This approach ensures:

  • Certificates are properly signed by our cluster CA
  • Client identity is clearly established
  • Automatic renewal via systemd timers
  • Consistent with our security model

Prometheus Scrape Configuration

With certificates in place, we configured Prometheus to scrape all Nomad nodes:

- job_name: 'nomad'
  metrics_path: '/v1/metrics'
  params:
    format: ['prometheus']
  static_configs:
    - targets:
        - "10.4.0.11:4646"  # bettley (server)
        - "10.4.0.12:4646"  # cargyll (server)
        - "10.4.0.13:4646"  # dalt (server)
        # ... all client nodes
  scheme: 'https'
  tls_config:
    ca_file: "{{ step_ca.root_cert_path }}"
    cert_file: "/etc/prometheus/certs/nomad-client.crt"
    key_file: "/etc/prometheus/certs/nomad-client.key"

Kubernetes Object Metrics with kube-state-metrics

While node-level metrics tell us about resource usage, we also need visibility into Kubernetes objects themselves.

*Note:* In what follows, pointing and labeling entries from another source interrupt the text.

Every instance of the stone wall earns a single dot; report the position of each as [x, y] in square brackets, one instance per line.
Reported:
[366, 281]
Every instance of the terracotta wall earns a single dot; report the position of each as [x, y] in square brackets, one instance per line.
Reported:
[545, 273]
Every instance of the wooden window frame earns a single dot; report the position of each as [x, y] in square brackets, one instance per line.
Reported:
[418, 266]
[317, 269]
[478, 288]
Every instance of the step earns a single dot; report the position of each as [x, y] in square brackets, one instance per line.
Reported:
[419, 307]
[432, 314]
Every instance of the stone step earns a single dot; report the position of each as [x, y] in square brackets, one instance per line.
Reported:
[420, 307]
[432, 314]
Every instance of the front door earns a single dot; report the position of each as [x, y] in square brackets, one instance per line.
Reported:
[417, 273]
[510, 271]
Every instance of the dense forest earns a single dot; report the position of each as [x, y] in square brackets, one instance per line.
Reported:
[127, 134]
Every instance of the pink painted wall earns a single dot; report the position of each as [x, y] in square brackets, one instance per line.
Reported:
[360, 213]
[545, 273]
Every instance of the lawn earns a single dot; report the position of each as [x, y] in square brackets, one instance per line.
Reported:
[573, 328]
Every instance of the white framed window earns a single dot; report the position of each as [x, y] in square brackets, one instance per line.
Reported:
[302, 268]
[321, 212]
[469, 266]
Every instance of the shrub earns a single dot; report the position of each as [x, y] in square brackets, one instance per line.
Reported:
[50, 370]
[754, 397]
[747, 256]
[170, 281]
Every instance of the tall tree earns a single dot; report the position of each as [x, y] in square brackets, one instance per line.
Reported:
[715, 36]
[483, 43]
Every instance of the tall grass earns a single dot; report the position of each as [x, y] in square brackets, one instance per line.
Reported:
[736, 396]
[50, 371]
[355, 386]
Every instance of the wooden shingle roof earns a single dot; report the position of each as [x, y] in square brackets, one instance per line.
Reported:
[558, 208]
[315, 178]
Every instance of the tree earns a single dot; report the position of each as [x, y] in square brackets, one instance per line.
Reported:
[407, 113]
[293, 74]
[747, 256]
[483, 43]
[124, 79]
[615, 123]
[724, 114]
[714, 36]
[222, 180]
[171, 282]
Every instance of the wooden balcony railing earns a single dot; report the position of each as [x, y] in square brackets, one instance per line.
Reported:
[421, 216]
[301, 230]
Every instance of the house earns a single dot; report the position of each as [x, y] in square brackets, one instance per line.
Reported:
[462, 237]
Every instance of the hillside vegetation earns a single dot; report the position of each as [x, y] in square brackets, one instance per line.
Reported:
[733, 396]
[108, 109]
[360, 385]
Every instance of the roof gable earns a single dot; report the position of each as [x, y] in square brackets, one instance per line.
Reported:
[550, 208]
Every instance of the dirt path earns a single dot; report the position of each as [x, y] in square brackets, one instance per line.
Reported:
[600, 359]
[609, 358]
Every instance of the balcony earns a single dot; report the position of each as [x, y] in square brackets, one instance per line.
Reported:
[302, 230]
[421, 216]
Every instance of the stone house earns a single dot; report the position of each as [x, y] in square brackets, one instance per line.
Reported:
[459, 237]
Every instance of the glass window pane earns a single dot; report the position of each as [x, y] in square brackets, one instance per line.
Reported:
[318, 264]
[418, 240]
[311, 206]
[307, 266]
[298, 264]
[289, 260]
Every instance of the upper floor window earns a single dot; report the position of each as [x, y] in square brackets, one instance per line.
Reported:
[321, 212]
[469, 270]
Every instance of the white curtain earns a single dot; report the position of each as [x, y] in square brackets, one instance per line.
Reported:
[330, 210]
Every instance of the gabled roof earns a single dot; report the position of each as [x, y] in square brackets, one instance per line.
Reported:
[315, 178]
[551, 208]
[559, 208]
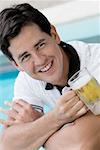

Enter kube-state-metrics, which exposes metrics about:

  • Deployment replica counts and rollout status
  • Pod phases and container states
  • Service endpoints and readiness
  • PersistentVolume claims and capacity
  • Job completion status
  • And much more

GitOps Deployment Pattern

Following our established patterns, we created a dedicated GitOps repository for kube-state-metrics:

# Create the repository
gh repo create goldentooth/kube-state-metrics --public

# Clone into our organization structure
cd ~/Projects/goldentooth
git clone https://github.com/goldentooth/kube-state-metrics.git

# Add the required label for Argo CD discovery
gh repo edit goldentooth/kube-state-metrics --add-topic gitops-repo

The key insight here is that our Argo CD ApplicationSet automatically discovers repositories with the gitops-repo label, eliminating manual application creation.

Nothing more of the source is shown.